When this all started happening I thought the hard drive might have died but the fact that it will boot up under certain conditions leads me to believe the HDD is still living. At this point I’m thinking that I might be looking at a bad motherboard or power supply. Are those reasonable assumptions? I looked up at the specs online and the darn thing only has a 250W PSU in it.

Any help or tips are greatly appreciated!

Welcome to hardware forums dotnetcowboy! :beer:

have you tried reseting your bios with the clear CMOS jumper on your motherboard?

Thanks for the welcome and reply Impotence.

Although I’ve got quite a lot of experience with software, hardware still mystifies me somewhat. Where would that jumper be located? How would I go about using it? Are there any dangers to performing such an operation?

this should not be dangerous in any way (for you or your computer), although for good measure you should wear an anti-static wrist strap if you have one, also, leave the case plugged in but MAKE SURE it is turned off at the wall… this means that the case is grounded [and so are you if your touching it/attached to it, so no static!]

if you have your motherboard manual you it should be mentioned in there.

what you looking for is a jumper (like the ones you use to set master on slave on DVD drives etc) on a row of 3 pins. EXAMPLES

some newer motherboards have a clear CMOS button

They are normally somewhere near the small round battery on your motherboard

[OT]
CMOS stands for “Complimentary Memory On System”, it is where the BIOS saves its settings… when you clear this bit of memory the bios has to go back to its default settings (even if you haven’t changed anything, doing this seems to solve quite a few problems).

you will have to set the clock when you have done this, as it will forget and think that its somewhere around 2001! (normally).
[/OT]

Thanks Impotence. Your help is greatly appreciated.

So if it is a jumper, I just move it from one position to another and back? And if its a button I just push the button?

you got it :smiley:

[OT]
Good luck, i won’t be on hwf until tonight, if your still having problems hopefully someone else will know the answer (different people appear on this forum at different times due to the fact where al spread around the world and work/sleep at different times!)
[/OT]

I’ve read through the Dell documentation and all I can find a reference to is a “Password Reset Jumper” on the motherboard. Would this be the same thing?

Most likely, if I’m reading the same manual as you though (this one) it really isn’t that useful!

However, there is another way to do it that works on most motherboards! make sure the computer is turned off at the wall and then remove the battery on your motherboard (handle it as little as possible) and leave it on a plastic or paper surface for a minute or two.

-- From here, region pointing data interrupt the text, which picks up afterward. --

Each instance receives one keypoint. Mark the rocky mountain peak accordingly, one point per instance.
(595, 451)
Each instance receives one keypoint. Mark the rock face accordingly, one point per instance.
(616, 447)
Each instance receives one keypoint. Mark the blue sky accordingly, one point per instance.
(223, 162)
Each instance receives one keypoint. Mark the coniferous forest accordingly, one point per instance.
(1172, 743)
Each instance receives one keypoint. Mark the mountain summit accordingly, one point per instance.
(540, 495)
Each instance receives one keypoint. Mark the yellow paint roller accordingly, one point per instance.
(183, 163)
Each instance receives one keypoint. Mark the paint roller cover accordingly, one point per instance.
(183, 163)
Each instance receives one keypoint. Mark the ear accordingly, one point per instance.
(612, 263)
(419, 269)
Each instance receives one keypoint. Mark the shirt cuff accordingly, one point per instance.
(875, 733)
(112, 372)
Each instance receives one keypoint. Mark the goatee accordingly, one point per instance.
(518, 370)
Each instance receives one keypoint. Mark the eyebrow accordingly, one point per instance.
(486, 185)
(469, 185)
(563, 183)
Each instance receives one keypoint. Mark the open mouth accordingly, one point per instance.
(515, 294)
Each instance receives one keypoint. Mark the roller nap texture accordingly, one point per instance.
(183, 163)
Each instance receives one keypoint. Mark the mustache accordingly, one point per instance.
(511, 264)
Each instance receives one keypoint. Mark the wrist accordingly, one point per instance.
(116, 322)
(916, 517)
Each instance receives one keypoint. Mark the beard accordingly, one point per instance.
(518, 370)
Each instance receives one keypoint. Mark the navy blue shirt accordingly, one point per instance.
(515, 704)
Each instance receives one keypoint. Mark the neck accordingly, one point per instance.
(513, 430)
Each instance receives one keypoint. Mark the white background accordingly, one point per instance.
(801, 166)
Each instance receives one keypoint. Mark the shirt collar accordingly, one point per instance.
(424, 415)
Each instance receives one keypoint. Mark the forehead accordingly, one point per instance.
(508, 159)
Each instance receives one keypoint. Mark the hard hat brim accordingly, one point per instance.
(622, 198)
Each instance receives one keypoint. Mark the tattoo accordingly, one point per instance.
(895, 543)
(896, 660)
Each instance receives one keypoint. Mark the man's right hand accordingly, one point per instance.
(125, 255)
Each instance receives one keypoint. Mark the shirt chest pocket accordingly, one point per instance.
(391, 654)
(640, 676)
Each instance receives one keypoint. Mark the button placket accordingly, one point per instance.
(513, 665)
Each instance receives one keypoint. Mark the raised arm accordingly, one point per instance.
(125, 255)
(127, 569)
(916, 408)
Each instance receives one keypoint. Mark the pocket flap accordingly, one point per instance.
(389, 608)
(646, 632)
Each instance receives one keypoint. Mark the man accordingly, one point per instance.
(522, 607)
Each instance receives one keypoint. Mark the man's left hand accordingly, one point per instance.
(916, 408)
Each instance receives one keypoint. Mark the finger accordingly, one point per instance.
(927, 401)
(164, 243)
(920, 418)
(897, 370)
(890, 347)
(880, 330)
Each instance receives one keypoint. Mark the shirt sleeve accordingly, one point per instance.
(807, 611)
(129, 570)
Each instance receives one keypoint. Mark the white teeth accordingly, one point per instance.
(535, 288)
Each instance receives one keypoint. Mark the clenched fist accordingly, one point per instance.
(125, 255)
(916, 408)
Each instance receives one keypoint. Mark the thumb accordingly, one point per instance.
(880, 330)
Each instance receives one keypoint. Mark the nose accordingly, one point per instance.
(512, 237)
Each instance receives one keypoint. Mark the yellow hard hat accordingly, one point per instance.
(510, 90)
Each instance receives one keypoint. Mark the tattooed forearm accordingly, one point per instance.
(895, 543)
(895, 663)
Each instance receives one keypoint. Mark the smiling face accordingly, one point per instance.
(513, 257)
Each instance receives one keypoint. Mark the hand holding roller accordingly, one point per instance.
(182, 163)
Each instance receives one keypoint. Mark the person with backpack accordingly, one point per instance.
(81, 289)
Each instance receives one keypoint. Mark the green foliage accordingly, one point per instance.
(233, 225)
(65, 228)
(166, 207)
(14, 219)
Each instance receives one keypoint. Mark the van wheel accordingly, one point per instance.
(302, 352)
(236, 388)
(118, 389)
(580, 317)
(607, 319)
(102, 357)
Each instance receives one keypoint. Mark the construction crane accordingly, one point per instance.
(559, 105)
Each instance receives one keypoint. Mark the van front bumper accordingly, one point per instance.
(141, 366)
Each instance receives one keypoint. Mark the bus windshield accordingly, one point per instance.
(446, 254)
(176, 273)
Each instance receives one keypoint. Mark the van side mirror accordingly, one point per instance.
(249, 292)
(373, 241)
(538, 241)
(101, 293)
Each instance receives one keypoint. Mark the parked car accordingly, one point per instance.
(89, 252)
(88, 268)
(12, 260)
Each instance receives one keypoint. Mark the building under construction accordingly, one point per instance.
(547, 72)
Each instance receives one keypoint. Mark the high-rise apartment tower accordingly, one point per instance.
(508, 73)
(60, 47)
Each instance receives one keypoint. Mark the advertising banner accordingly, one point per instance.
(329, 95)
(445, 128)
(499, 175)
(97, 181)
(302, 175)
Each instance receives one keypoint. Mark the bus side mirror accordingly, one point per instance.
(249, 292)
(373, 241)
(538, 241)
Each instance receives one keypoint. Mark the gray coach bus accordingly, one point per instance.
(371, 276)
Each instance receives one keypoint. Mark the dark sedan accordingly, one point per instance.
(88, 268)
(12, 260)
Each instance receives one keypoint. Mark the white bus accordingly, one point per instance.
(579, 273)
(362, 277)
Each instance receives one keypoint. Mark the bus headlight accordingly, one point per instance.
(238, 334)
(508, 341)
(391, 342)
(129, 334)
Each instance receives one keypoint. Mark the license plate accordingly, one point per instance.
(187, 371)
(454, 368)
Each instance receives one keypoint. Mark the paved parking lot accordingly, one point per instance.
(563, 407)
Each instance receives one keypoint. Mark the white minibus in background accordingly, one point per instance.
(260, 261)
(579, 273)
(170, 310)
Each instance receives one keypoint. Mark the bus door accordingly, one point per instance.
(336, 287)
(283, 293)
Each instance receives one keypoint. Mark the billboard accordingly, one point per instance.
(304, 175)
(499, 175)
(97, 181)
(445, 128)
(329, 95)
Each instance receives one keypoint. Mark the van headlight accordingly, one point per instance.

Hopefully, this will clear the CMOS (as most need that battery to store anything), however, some newer motherboards seem to use non-volitile storage (does not lose data when it loses power) for there BIOS settings but its worth a shot.

Okay, now its just getting weird.

Messing around again and plugged an old PS/2 keyboard into the connector at the back of the computer for kicks and didn’t the darn thing boot up and work properly! I went into the Bios setup and read the error log. It seems the POST was detecting a keyboard failure and this, for some reason, was stopping the boot sequence!

So it appears that my keyboard is dead and the USB ports on the rear of my computer are dead but the two USB ports on the front of the computer are functional. Does this change the ball game any? Is it possible that the USB ports on the back of the computer are dead but the ones on the front aren’t?